- Coat of arms
- Gmina Łubianka
- Coordinates (Łubianka): 53°8′N 18°30′E﻿ / ﻿53.133°N 18.500°E
- Country: Poland
- Voivodeship: Kuyavian-Pomeranian
- County: Toruń County
- Seat: Łubianka

Area
- • Total: 84.64 km^{2} (32.68 sq mi)

Population (2006)
- • Total: 5,734
- • Density: 68/km^{2} (180/sq mi)
- Website: https://www.lubianka.pl/

= Gmina Łubianka =

Gmina Łubianka is a rural gmina (administrative district) in Toruń County, Kuyavian-Pomeranian Voivodeship, in north-central Poland. Its seat is the village of Łubianka, which lies approximately 14 km north-west of Toruń.
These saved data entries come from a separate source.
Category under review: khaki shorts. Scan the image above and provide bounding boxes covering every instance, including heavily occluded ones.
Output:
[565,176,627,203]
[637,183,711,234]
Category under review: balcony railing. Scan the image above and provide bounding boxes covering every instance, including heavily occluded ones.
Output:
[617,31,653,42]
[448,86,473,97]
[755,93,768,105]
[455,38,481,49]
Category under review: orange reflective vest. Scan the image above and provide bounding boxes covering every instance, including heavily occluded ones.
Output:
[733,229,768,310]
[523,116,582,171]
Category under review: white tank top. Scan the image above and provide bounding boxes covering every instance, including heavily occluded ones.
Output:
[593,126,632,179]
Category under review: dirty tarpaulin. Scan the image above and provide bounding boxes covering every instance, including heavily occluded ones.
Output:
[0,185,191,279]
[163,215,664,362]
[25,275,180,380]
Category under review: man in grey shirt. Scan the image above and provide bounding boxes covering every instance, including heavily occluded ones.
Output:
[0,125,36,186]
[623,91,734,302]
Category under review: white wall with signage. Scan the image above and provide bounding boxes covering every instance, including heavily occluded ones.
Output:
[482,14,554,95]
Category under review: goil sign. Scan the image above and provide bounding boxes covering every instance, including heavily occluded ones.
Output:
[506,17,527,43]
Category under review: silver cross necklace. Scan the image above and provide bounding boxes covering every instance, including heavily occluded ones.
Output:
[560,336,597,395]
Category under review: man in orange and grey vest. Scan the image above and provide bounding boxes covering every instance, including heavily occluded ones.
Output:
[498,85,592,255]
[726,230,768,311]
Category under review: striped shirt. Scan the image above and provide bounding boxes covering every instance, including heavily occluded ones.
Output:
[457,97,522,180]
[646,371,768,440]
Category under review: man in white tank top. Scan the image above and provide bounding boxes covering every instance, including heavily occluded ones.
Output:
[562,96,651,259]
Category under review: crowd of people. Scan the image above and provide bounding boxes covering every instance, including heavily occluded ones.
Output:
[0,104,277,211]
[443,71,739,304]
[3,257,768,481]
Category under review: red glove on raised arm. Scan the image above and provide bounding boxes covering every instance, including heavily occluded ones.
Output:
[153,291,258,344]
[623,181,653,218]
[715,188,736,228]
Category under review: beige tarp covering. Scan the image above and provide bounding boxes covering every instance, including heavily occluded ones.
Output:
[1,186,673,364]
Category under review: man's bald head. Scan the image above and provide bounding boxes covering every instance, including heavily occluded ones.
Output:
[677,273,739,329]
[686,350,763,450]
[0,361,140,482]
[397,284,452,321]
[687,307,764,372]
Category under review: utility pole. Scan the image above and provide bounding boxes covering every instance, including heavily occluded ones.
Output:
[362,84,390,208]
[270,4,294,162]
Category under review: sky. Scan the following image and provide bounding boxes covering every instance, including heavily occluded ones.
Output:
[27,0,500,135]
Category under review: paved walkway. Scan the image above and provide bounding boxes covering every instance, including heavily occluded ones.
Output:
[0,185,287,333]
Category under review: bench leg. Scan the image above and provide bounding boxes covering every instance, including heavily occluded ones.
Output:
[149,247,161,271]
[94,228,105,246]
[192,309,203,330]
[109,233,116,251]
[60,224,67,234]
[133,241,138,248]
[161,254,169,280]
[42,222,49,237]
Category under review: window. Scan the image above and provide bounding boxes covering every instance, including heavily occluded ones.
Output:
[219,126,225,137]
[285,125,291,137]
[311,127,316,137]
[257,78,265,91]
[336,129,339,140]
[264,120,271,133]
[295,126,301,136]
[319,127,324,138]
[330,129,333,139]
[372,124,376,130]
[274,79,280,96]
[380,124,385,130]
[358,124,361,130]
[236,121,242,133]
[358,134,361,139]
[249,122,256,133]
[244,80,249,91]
The gmina covers an area of 84.64 km2, and as of 2006 its total population is 5,734.

==Villages==
Gmina Łubianka contains the villages and settlements of Bierzgłowo, Biskupice, Brąchnowo, Dębiny, Leszcz, Łubianka, Pigża, Przeczno, Słomowo, Warszewice, Wybcz, Wybczyk, Wymysłowo and Zamek Bierzgłowski.

==Neighbouring gminas==
Gmina Łubianka is bordered by the gminas of Chełmża, Kijewo Królewskie, Łysomice, Unisław and Zławieś Wielka.